Care workers who look after severely disabled people have voted to go on strike over planned pay cuts of up to £5,000.
Staff at Choice Support, a charity which provides the service under contract to Wakefield Council, voted for industrial action in a dispute over pay and conditions.
Public sector union Unison said the charity was threatening to sack the care workers at the end of March and re-employ them on lower salaries if they did not agree to have their pay cut.
Gary Cleaver, Unison’s regional organiser, said: “Many members of staff will be forced to leave a job they love and are dedicated to doing because they will not be able to survive.”
Mr Cleaver said disabled people could suffer if care staff were forced to leave the charity.
He said: “They have built up long relationships with service users, and this puts those long-established relationships in jeopardy.”
Choice Support said the three-year Wakefield Council contract was running at a loss, but Unison claims high salaries paid to directors at the London-based national charity prove it can afford not to make the cuts.
Accounts filed at the Charity Commission show there were nine directors earning between £60,000 and £120,000 last year.
Mr Cleaver added: “Choice Support is not a charity that is in financial difficulty.”

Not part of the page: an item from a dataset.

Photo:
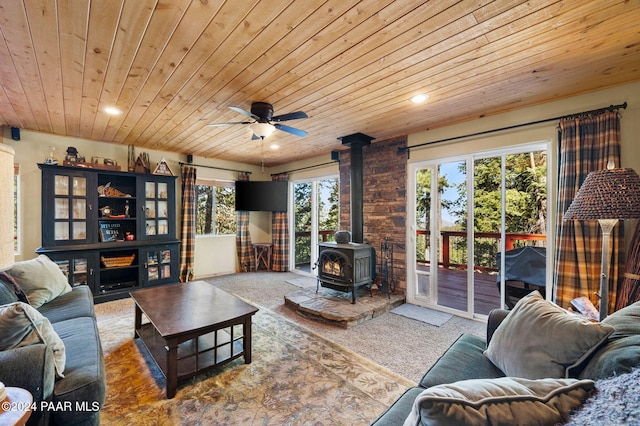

Choice Support said some salaries would actually rise as a result of the changes, and staff set to lose pay would be compensated with a lump sum.
The charity said in a statement: “Currently, it costs more to provide that care in Wakefield than is available from the public purse.
“We are not a profit-making organisation, but we have to protect the long term viability of the services we provide so we can continue supporting people in the future and protect people’s jobs.”
Unison said more than 50 per cent voted for strike action at the charity, where it represents around two thirds of the workforce.
But Choice Support said only a minority of the workforce voted to strike.